Two-time Lincoln Prize winner Guelzo (Civil War Era History/Gettysburg Coll.; Lincoln’s Emancipation Proclamation: The End of Slavery in America, 2004, etc.) colorfully chronicles the most famous Senate campaign in American history.
By 1858, intense controversy over slavery had brought the country to a boil, and partisans rightly looked to the Senate race in the swing state of Illinois for clues to the 1860 presidential election. There, the brilliant orator and incumbent Stephen A. Douglas, father of the incendiary Kansas-Nebraska Act and champion of the doctrine of “popular sovereignty,” battled the little-known, lightly regarded prairie lawyer Abraham Lincoln. Douglas painted Lincoln as a thinly disguised abolitionist and an inconstant patriot, intent on ending the Founders’s experiment in diversity by dictating a way of life to the South and inciting civil war. Lincoln attacked Douglas for destroying the Missouri Compromise and refusing to recognize that the moral issue of slavery was not susceptible to the whims of popular demand. Thanks largely to seven joint debates (actually serialized speeches) instantly transcribed and printed in newspapers that transfixed readers far beyond the state’s borders, Lincoln emerged from the campaign with a national reputation, the glittering star of the still-new Republican Party. Though Douglas prevailed, he was reduced to an exhausted husk of his once powerful self, his national prospects severely diminished. Guelzo memorably describes the campaign’s centerpiece, the Lincoln/Douglas face-offs in the little towns of Freeport, Ottawa, Galesburg, Quincy, Charleston, Alton and Jonesport.

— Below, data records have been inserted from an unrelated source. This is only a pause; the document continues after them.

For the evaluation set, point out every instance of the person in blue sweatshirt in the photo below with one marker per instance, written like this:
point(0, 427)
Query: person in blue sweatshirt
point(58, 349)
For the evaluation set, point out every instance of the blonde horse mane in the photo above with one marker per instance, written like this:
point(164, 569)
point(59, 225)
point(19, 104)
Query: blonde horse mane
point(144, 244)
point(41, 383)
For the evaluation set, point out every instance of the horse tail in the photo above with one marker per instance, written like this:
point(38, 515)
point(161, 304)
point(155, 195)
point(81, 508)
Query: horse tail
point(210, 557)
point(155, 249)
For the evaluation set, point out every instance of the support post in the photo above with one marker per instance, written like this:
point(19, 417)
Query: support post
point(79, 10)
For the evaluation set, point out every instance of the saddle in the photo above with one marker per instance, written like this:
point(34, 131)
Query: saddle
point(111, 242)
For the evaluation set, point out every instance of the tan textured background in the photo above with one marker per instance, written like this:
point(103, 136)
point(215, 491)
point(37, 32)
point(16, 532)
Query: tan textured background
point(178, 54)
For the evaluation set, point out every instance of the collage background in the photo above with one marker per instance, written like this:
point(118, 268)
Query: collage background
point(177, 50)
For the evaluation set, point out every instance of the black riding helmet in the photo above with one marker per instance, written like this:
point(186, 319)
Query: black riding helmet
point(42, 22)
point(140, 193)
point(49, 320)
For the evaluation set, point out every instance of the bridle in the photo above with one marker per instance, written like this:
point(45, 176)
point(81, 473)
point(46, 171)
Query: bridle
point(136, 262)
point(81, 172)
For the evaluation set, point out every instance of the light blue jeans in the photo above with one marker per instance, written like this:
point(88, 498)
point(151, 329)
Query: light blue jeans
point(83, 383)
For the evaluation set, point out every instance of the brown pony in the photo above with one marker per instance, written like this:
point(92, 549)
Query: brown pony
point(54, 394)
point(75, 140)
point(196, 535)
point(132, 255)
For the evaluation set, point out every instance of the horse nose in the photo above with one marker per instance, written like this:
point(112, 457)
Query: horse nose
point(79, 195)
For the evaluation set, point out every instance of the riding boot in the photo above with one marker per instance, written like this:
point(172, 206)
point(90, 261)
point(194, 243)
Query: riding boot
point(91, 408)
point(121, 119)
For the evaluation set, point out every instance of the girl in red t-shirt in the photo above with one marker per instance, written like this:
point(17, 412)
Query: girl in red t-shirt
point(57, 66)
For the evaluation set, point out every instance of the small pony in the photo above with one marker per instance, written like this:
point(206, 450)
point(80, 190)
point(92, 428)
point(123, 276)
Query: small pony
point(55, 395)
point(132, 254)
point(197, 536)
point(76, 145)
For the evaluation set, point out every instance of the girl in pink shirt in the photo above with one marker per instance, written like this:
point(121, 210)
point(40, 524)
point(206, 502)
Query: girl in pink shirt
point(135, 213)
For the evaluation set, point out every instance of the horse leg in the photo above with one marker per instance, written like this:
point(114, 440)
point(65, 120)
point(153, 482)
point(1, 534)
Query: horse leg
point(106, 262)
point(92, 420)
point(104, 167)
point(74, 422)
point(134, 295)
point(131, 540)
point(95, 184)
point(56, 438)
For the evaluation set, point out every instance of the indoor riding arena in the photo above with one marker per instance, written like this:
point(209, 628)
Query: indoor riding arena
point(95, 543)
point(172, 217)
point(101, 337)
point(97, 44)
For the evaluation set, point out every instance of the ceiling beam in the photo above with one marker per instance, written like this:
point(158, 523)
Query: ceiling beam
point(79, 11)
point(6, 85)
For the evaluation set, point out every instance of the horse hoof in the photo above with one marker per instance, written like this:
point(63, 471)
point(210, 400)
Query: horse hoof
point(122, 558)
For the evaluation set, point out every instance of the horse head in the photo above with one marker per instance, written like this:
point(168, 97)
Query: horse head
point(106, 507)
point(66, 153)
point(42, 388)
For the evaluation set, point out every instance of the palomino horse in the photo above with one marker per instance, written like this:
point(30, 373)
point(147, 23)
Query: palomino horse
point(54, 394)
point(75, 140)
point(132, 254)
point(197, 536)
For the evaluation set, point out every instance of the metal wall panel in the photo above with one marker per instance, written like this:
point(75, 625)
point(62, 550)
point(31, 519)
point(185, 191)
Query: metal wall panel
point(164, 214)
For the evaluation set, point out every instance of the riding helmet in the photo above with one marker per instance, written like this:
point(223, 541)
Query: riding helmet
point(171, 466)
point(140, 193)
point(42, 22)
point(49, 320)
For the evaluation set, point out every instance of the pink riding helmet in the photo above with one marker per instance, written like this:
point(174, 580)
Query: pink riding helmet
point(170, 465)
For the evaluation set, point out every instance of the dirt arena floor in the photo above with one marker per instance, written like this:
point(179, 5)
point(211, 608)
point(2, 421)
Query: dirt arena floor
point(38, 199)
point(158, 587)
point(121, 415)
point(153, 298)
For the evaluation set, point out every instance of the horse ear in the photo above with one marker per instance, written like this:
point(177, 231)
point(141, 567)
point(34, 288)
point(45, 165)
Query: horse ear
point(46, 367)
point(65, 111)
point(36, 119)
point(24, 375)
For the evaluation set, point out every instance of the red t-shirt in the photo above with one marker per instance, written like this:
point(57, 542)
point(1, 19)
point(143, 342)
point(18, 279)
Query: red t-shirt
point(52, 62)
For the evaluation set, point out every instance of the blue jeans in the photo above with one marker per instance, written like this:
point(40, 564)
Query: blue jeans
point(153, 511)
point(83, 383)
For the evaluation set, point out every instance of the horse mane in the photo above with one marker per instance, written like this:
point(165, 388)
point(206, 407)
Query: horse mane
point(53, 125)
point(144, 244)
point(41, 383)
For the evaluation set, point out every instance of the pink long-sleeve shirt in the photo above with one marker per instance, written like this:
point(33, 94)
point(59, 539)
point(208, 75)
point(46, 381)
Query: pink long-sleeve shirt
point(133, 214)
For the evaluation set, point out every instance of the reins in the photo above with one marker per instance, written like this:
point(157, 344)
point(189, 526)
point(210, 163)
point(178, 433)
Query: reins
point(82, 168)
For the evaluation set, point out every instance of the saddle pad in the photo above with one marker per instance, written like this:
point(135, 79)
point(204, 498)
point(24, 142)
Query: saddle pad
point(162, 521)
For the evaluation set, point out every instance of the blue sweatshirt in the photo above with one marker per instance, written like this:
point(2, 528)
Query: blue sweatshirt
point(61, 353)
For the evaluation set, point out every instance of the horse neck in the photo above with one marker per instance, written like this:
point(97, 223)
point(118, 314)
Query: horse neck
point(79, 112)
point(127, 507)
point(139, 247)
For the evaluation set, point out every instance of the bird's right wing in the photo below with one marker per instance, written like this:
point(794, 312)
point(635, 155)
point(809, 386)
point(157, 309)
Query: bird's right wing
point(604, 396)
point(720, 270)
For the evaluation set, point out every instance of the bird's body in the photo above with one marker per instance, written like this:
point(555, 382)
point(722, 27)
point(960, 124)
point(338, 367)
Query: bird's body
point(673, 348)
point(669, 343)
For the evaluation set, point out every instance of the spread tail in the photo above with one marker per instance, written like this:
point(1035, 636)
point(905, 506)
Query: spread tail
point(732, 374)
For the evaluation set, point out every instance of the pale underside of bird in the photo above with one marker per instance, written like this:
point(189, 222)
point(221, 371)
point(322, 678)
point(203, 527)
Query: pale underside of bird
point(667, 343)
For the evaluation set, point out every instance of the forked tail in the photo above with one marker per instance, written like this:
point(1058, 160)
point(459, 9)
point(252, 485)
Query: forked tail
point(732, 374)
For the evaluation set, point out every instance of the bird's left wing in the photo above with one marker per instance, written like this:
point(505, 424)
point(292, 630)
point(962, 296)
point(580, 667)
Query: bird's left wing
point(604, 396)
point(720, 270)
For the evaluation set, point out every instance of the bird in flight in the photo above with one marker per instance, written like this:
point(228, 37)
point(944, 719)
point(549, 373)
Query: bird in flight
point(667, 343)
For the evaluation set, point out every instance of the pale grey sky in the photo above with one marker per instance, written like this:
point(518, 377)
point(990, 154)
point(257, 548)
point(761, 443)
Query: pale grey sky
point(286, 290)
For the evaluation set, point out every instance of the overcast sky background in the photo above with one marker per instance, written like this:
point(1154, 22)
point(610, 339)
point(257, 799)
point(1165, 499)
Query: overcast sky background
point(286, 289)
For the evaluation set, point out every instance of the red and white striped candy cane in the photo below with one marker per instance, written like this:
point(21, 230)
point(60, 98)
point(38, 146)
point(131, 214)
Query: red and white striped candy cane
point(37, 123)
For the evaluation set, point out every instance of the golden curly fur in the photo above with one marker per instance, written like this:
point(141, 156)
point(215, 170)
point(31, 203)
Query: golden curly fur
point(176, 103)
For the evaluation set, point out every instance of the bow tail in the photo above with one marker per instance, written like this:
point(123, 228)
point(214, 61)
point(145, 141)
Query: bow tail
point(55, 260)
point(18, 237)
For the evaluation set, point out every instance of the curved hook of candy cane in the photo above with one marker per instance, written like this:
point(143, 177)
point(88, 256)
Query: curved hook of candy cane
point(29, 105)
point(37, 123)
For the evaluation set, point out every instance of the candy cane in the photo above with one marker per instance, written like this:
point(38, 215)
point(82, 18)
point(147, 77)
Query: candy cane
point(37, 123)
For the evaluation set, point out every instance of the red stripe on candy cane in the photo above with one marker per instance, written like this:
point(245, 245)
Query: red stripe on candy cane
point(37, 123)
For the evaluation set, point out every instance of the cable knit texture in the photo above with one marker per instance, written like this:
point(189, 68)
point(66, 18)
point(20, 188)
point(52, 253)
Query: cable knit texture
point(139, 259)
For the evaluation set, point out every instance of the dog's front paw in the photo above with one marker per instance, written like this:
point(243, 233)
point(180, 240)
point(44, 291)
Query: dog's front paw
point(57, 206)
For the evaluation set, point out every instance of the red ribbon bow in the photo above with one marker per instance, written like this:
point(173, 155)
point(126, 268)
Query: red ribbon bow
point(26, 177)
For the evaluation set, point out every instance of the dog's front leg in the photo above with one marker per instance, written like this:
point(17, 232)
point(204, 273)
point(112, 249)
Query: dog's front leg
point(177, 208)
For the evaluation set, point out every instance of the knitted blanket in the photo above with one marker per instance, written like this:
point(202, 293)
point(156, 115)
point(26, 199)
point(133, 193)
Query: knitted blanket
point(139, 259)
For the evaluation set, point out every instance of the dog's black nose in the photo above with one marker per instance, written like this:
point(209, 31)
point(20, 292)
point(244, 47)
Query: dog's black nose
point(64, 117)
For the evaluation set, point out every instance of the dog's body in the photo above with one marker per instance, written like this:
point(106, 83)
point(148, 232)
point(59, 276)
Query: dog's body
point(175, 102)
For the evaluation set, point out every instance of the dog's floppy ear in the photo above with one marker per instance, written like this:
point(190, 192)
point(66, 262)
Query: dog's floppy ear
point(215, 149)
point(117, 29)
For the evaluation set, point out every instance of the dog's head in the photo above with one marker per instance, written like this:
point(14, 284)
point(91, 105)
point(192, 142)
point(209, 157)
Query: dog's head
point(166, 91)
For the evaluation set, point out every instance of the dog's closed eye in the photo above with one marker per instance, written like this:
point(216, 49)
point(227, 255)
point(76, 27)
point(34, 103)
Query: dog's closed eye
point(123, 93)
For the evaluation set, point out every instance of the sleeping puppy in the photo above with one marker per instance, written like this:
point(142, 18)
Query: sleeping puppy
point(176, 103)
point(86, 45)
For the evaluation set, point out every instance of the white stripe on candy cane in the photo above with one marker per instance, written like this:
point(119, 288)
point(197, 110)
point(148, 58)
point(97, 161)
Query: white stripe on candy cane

He also ably elucidates the importance and the timelessness of the philosophical differences at the heart of the Lincoln/Douglas debates, but he excels most at placing them in their original context, as only a part of a sharply contested, often ugly political campaign, wherein each man spent as much time tending to his own splintered party as he did explaining himself or hammering his opponent.
A crisply articulated, dynamic presentation of how the debates unfolded and why they still matter today.